The allosteric nature of Human Glycogen Branching Enzyme

ISSOGLIO, FEDERICO M.; CARRIZO, MARÍA E.; CURTINO, JUAN A.

Rosario, Santa Fe, Argentina

Congreso; L Reunión Anual de la Sociedad Argentina de Investigación Bioquímica y Biología Molecular (SAIB); 2014

Sociedad Argentina de Investigación Bioquímica y Biología Molecular (SAIB)
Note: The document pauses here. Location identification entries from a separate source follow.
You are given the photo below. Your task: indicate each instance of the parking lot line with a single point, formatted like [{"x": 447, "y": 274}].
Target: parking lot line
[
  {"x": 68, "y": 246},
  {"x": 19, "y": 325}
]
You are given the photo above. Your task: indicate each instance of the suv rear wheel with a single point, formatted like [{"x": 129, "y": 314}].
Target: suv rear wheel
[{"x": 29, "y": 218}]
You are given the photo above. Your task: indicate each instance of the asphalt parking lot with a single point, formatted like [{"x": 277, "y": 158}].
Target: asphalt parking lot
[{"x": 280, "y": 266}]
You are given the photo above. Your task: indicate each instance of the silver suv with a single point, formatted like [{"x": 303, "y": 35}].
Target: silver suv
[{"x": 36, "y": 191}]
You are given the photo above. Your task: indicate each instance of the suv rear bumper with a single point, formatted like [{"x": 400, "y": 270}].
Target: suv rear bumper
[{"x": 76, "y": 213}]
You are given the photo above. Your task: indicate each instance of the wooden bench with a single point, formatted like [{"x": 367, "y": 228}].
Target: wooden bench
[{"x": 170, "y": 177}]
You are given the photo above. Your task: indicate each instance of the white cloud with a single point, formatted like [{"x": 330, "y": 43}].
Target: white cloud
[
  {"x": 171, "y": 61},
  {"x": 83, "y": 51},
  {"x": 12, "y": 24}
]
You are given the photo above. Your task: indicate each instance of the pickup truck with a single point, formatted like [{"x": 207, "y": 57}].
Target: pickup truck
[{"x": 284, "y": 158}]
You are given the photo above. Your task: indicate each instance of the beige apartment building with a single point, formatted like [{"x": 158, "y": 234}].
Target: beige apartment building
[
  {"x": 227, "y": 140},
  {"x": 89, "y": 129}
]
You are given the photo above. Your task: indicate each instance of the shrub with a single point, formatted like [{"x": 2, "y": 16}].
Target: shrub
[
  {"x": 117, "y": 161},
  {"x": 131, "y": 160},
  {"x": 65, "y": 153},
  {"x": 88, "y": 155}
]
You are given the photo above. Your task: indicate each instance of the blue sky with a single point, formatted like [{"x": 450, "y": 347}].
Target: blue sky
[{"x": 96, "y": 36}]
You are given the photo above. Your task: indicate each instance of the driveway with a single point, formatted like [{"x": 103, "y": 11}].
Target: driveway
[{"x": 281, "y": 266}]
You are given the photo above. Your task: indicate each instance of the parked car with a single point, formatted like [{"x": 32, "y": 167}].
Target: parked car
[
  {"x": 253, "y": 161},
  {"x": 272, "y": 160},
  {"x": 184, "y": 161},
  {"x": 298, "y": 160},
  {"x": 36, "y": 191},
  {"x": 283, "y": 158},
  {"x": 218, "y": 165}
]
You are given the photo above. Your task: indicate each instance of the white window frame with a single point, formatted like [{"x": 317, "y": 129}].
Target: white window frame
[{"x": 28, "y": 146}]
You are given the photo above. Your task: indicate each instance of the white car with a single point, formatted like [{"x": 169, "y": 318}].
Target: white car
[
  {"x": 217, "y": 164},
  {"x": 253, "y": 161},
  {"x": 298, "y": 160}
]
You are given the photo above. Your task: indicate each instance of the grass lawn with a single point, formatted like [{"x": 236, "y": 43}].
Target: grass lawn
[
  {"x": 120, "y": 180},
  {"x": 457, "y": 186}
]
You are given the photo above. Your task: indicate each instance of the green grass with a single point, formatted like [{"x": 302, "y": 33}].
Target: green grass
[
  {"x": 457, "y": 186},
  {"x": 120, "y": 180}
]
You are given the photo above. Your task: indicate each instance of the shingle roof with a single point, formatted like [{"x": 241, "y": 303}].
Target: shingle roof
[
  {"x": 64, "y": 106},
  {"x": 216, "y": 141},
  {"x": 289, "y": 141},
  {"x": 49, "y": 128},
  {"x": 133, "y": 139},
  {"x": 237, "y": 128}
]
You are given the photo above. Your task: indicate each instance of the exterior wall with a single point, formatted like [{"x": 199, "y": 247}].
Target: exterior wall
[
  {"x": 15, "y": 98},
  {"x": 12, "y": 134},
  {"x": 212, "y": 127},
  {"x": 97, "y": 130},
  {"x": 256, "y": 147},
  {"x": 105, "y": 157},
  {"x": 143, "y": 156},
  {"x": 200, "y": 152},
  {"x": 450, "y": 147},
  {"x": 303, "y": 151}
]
Glucose is the principal source of energy for most cells. In mammals and bacteria, glucose is stored as glycogen, the branched polymer formed by linear α-1,4-oligoglucan chains linked by α-1,6-glucosidic bonds. The de novo biosynthesis of glycogen starts with glycogenin autoglucosylation, that produces a protein-bound oligoglucan that serves as primer for other two enzymes, glycogen synthase elongating the chains, and the glycogen branching enzyme (GBE) catalyzing the cleavage of a linear segment and transferring it to the 6-position of a non-terminal glucosyl unit. GBE belongs to the Glycosil Hydrolase family 13, and has been isolated and characterized in some bacteria, rabbit and rat. In this study we report the production of human GBE (HBE) in insect cells using the baculovirus expression system, and the activity analysis of the recombinant enzyme. The branches introduced by HBE were analyzed after degradation with isoamylase. The new reducing oligosaccharides generated are subjected to fluorophore-assisted carbohydrate electrophoresis (FACE), where saccharides are derivatized at their reducing ends with a fluorophore and then separated by polyacrilamide gel electrophoresis (PAGE). Using this method we could measure HBE activity by quantifying the specific reaction products, and perform the kinetic studies that reveal the allosteric nature of this enzyme.